A former detainee at Yarl’s Wood Immigration Removal Centre, in Bedfordshire, southeast England, has alleged that women held there have been subjected to unwanted sexual advances and abuse by security guards and other officials.
In testimony seen by the Observer and now with police, “Tanja,” a 23-year-old Roma woman released from Yarl’s Wood in March last year, describes having had sexual contact with three male guards.
Tanja — not her real name — said attempts were made to deport her within days of her informing the center’s management of the incidents. She also claims that one security guard had inappropriate relations with at least four women.
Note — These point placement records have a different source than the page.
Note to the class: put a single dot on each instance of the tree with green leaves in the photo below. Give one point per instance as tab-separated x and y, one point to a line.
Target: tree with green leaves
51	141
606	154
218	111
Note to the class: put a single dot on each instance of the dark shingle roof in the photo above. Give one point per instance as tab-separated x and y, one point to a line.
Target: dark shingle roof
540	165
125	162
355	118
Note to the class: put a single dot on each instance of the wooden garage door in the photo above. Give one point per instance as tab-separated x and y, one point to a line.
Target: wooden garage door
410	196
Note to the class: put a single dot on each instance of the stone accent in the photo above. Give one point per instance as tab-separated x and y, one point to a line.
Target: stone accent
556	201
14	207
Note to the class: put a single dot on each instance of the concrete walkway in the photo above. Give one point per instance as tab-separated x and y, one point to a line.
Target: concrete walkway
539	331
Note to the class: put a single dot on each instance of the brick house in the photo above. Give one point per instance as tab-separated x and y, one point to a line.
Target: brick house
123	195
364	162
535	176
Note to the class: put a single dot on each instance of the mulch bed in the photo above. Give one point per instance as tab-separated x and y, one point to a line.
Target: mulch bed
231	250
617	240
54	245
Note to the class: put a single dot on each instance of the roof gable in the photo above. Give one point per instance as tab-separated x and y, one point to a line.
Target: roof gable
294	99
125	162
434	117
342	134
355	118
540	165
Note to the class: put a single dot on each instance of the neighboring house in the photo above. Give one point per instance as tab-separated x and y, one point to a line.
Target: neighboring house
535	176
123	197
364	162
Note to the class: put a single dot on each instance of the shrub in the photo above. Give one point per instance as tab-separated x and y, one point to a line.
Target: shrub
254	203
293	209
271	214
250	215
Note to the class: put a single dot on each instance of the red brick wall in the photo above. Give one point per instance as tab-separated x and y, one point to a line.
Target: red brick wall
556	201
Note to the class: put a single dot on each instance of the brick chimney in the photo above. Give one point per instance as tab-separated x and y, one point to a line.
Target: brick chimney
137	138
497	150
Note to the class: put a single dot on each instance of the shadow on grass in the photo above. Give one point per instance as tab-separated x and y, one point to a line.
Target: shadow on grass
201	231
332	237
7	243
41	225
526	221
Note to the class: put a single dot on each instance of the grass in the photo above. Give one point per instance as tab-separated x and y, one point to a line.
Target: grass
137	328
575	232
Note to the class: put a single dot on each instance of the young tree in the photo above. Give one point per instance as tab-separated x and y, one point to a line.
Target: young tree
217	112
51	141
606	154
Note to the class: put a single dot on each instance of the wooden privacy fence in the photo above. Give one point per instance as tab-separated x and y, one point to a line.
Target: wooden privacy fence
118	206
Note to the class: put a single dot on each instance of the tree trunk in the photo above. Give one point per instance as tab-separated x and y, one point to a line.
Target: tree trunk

The claims raise fresh questions over the treatment of vulnerable women at the Bedfordshire site, which is Britain’s largest immigration removal center for women and can house up to 400 people. Sources at Yarl’s Wood say that more cases are likely to come to light following Tanja’s testimony, as women have been too fearful to come forward until now.
Two alleged victims had left the detention center by the time the claims were examined and have not been traced. The professional standards unit at the British Home Office has advised the UK Border Agency (UKBA) — London’s border control agency — to consider interviewing other women at Yarl’s Wood to establish if inappropriate relationships are an endemic problem.
“The women in Yarl’s Wood are some of the most vulnerable you can imagine. Many have escaped horrific abuse in their own countries; most are very isolated from friends and family. The state has a duty to investigate such serious allegations, but it has repeatedly failed. Now the government wants to remove legal aid altogether for detainees and foreign nationals, giving a green light to abuse at Yarl’s Wood to continue,” said Harriet Wistrich from law firm Birnberg Peirce, who is representing some of the alleged victims.
She said there was evidence of “systemic supervisory defects” in the management of the center.
Yarl’s Wood is run by British government services company Serco under contract from the Home Office.
Earlier this year, the company paid an undisclosed sum to a 29-year-old asylum seeker from Pakistan who claimed she was sexually assaulted by a nurse at Yarl’s Wood, although the company did not admit liability. However, the shocking detail of the latest allegations is likely to trigger a full-blown inquiry into the running of the center.
“A lot of officers were taking advantage of the girls that were detained. They would promise favors or offer to make life easier, saying they would have more chance of winning their case or staying in the country,” Tanja said.
In a formal witness statement she has sent to Bedfordshire Police, she said that one Serco official she was involved with sexually told her: “Don’t worry, there is no way they can deport you.”
She also claimed the sexual contact was not all consensual.
Wistrich said questions needed to be asked over whether consent could ever be freely given by individuals who were in such a vulnerable situation.
A letter to the UKBA from Wistrich concerning Tanja reads: “Our client has indicated that she was a reluctant participant in some of the sexual contact and, given the huge power imbalance, at least some of the conduct by the officers she complains about may amount to assault. Furthermore, she has suggested that there have been attempts by officers to destroy and suppress evidence of their misconduct.”